光是吃面還不夠,看着紀清嫣一口氣飲盡了感冒沖劑,陳蕭燃才放下心。
紀清嫣覺得自己吃得有點多了。她放下筷子,揉了揉小腹,特别自覺地躺回到沙發上,當自己家一樣。相比之下,陳蕭燃挺能幹的,又是擦桌子,又是洗碗,一刻也沒閑着。
“陳蕭燃,你活着累嗎?”
陳蕭燃洗碗洗的好好的,被這話問得轉過頭來。
紀清嫣的姿勢很惡劣,她就這麼把雙腿直接搭在沙發靠背上,裙子翩然墜落。今天為了和邵姐見面,她特意穿了一身比較正式的職業裝,襯衫搭配半裙。
為了讓自己舒服些,她把襯衫的扣子解開了,露出潔白的内衣。
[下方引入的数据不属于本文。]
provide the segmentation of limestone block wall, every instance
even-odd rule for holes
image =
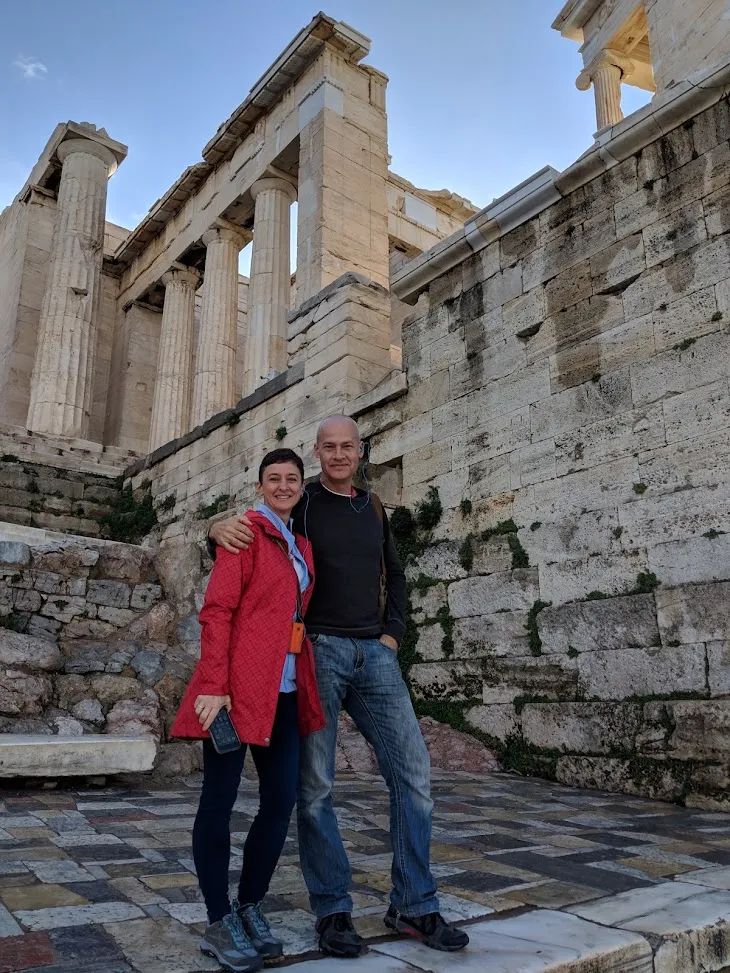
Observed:
[[[694,803],[730,786],[730,110],[448,273],[362,416],[401,503],[424,711],[511,766]]]

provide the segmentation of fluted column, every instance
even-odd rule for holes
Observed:
[[[229,227],[203,234],[206,246],[191,427],[228,409],[236,395],[238,253],[246,237]]]
[[[190,267],[173,267],[163,275],[162,283],[165,303],[152,402],[150,452],[190,428],[195,291],[200,274]]]
[[[286,370],[291,263],[289,211],[296,190],[285,179],[263,178],[255,201],[249,285],[244,395]]]
[[[88,139],[62,142],[56,224],[31,377],[28,428],[88,432],[101,298],[107,180],[114,154]]]
[[[632,71],[633,63],[629,58],[607,48],[578,75],[575,83],[579,91],[587,91],[593,85],[599,132],[624,117],[621,110],[621,82]]]

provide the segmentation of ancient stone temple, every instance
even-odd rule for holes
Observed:
[[[345,412],[436,761],[727,806],[727,4],[553,26],[596,131],[482,210],[388,169],[387,79],[322,14],[131,231],[125,146],[56,128],[0,217],[0,772],[59,734],[196,765],[167,730],[207,525],[277,443],[314,473]],[[652,97],[624,118],[626,84]]]

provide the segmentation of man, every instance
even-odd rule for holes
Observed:
[[[429,757],[397,657],[405,632],[405,575],[380,501],[353,486],[363,455],[355,422],[325,419],[314,454],[322,473],[308,484],[293,519],[295,531],[313,546],[316,584],[306,623],[327,721],[302,740],[297,808],[319,946],[349,958],[364,949],[352,923],[350,864],[332,804],[337,721],[344,707],[375,750],[390,792],[393,890],[385,924],[434,949],[463,949],[469,938],[441,917],[429,867]],[[245,517],[213,524],[210,537],[231,552],[251,542]]]

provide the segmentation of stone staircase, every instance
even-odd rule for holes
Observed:
[[[152,770],[156,755],[155,741],[143,736],[0,733],[0,778],[140,773]]]
[[[135,454],[0,426],[0,522],[99,537]]]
在外面晃悠了大半天,妝也花了,吃過面之後,口紅也掉了,紀清嫣的臉上隻剩下柔和的疲憊。
“有人活着不累嗎?”陳蕭燃按耐着内心的悸動反問她。
有的。
以前的紀清嫣一直都活得挺輕松的,陳蕭燃還想,世界上怎麼會有命這麼好的人?
“你可以讓我幫幫你呀,如果你很累的話。”陳蕭燃又說。
“你離我遠一點就是對我最大的幫助了。”
不知過了多久,紀清嫣回應了她。
“你看你,又來了。”類似的話聽多了,陳蕭燃現在已經免疫了。她不僅不離遠一點,反而走上去把紀清嫣抱住了。
紀清嫣困得眼睛都睜不開,她感到自己的衣服好像被脫了。一件接着一件,最後空了。
陳蕭燃把她抱進浴室,紀清嫣很配合,那種,心情差到極緻時自暴自棄的配合。
一起淋浴這種事她們以前經常做,那時候還是少女,兩人在水裡嘗試了很多新東西,以打鬧告終。
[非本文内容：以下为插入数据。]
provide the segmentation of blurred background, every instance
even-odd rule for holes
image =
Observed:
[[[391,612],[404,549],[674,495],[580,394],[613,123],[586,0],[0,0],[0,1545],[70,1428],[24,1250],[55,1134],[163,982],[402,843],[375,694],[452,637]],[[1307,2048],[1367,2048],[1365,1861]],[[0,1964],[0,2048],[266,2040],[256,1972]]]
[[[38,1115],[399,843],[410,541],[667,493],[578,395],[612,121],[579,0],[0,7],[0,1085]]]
“怎麼樣,現在和以前,有什麼區别嗎?”被溫熱的水流包裹着,紀清嫣在陳蕭燃耳邊問她。
以前的紀清嫣和現在的紀清嫣,有什麼區别嗎。
“區别太大了。”陳蕭燃發現人到中年還是挺可怕的,許多知覺都蘇醒過來,所有欲望都融合成現在這一種,成為熾熱的熔岩。熟透的東西禁不住碰撞,酥軟的外皮輕輕一碰就破了。
年輕的時候有太多快樂的事可以分散精力,現在對一切都失去興趣,隻剩下這一種快樂。
紀清嫣卻恹恹地說:“對我來說沒有區别。”
她把腦袋靠在陳蕭燃的肩膀上,反正都留下來了,也脫光了,陳蕭燃無論對她做什麼都無所謂。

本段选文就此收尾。